Broken Scalpel Blade During Emergent Cricothyroidotomy: An Unexpected Complication in a Critical Situation

Arindam Sharma 1, Shreyak Sharma 2,, Arunima Sharma 3, Khawaja Muddassir 4
Editors: Alexander Muacevic, John R Adler
PMCID: PMC7386060  PMID: 32754405

Abstract

Scalpel-bougie cricothyroidotomy is the most common surgical procedure to obtain emergency airway access when routine methods fail. We present a case of a broken scalpel blade during emergency cricothyroidotomy further complicating respiratory access.

Keywords: cricothyroidotomy, emergency, airway access, head and neck surgery

Introduction

A difficult airway is defined as a clinical situation in which a conventionally trained anesthesiologist experiences difficulty with facemask ventilation of the upper airway, difficulty with tracheal intubation, or both [1]. A ‘Can’t Intubate Can’t Oxygenate’ situation is one of the most challenging events in difficult airway management.
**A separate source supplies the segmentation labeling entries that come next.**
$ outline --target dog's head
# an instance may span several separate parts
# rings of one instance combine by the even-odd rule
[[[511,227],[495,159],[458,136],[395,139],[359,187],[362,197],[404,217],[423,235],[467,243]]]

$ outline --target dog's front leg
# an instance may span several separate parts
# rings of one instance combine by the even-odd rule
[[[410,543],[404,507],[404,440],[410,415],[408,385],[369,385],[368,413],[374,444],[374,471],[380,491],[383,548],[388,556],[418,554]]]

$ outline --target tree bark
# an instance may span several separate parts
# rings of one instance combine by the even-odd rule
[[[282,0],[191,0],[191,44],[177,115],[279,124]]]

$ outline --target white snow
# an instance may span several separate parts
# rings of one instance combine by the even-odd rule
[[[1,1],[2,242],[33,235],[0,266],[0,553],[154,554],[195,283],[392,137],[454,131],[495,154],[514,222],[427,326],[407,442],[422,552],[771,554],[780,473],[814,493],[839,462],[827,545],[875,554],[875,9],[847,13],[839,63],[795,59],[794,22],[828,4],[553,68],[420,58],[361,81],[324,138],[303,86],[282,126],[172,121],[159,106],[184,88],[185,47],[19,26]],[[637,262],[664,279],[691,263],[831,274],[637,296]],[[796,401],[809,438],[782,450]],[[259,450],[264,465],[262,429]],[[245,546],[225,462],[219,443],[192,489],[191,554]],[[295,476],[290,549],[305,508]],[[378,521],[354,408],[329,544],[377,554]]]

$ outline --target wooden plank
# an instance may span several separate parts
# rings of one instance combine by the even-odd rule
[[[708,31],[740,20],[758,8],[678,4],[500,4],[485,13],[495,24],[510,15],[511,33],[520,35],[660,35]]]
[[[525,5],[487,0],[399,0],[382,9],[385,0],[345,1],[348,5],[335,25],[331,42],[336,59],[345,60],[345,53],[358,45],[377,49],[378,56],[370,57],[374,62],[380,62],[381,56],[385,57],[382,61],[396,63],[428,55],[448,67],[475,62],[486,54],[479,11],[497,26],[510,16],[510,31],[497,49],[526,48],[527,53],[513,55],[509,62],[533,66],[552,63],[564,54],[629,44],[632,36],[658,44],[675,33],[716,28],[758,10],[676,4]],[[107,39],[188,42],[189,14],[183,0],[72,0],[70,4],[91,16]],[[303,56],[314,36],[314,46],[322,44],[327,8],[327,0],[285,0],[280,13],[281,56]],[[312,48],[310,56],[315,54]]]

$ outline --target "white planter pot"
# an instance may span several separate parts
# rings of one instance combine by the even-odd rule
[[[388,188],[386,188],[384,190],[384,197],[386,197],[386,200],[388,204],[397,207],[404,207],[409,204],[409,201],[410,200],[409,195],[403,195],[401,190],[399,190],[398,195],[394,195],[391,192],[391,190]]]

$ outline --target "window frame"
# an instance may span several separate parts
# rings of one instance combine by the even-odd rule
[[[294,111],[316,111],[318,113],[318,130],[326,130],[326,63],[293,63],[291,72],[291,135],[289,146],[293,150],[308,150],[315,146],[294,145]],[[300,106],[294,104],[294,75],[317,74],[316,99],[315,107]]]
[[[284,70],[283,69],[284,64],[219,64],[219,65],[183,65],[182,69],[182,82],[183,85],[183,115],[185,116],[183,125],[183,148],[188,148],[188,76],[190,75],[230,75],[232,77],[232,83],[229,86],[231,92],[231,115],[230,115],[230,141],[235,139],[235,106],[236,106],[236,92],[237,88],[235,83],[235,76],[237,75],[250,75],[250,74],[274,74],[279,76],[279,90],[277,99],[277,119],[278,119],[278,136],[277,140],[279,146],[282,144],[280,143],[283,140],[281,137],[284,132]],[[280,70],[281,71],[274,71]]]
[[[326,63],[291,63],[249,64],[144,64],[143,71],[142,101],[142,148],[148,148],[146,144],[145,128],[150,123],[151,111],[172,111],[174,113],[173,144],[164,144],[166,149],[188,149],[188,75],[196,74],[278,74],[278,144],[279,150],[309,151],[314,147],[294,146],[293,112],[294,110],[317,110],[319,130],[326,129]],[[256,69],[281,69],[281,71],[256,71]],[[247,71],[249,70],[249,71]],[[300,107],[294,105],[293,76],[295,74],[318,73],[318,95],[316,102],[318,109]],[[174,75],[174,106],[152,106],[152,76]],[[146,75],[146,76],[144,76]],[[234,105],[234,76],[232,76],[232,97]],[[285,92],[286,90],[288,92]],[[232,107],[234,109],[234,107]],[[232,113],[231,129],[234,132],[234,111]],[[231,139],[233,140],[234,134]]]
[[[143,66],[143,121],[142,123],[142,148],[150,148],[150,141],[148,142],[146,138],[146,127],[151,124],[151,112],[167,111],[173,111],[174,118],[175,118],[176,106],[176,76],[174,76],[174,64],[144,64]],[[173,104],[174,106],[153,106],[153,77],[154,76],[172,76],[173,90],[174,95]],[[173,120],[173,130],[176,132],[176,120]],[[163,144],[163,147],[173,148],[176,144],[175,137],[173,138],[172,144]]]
This occurs when attempts to manage a patient’s airway with tracheal intubation, face mask ventilation, or placement of a supraglottic airway device have failed. Airway management in such situations is time sensitive as a delay poses a significant risk of hypoxic brain damage and death [2]. The scalpel-bougie cricothyroidotomy technique is the most reliable method of obtaining emergency front-of-neck access to the trachea in such situations [3,4]. However, unexpected complications can occur during this emergent procedure as well. We present a case where emergent surgical cricothyroidotomy was complicated by breaking of the scalpel blade and its entrapment in the soft tissue of the neck.

Case presentation

A 68-year-old female presented to the emergency department with breathing difficulty, swelling of throat and tongue, and rashes all over the body. The symptoms had started within minutes of turning on the air conditioner in a hotel room.

She was allergic to penicillin and erythromycin. She did not have food allergies or a previous history of anaphylaxis. Her only medication was levothyroxine. Upon arrival, she was tachypneic with a respiratory rate in the 20s with oxygen saturation 96% on 3L oxygen by nasal cannula. Examination showed significant edema of the soft palate, posterior oropharynx, and uvula. She had difficulty with tongue protrusion. Her neck was large, and palpation of laryngeal landmarks was difficult. She exhibited a weak muffled voice and had mildly labored respirations.

Nasotracheal intubation via flexible endoscope was attempted. There was difficulty in passing the endoscope due to the patient's swollen nasopharynx and oropharynx, causing difficulty in visualization of the supraglottic larynx. Once this was attained, significant supraglottic edema was observed with difficulty in visualizing vocal cords. Upon passing the scope through the vocal cords, the patient developed laryngospasm. An attempt was made to ventilate the patient with a bag and mask, which was unsuccessful. Attempt to view the supraglottic larynx with the C-MAC video (Karl Storz, Tuttlingen, Germany) laryngoscope was also unsuccessful. 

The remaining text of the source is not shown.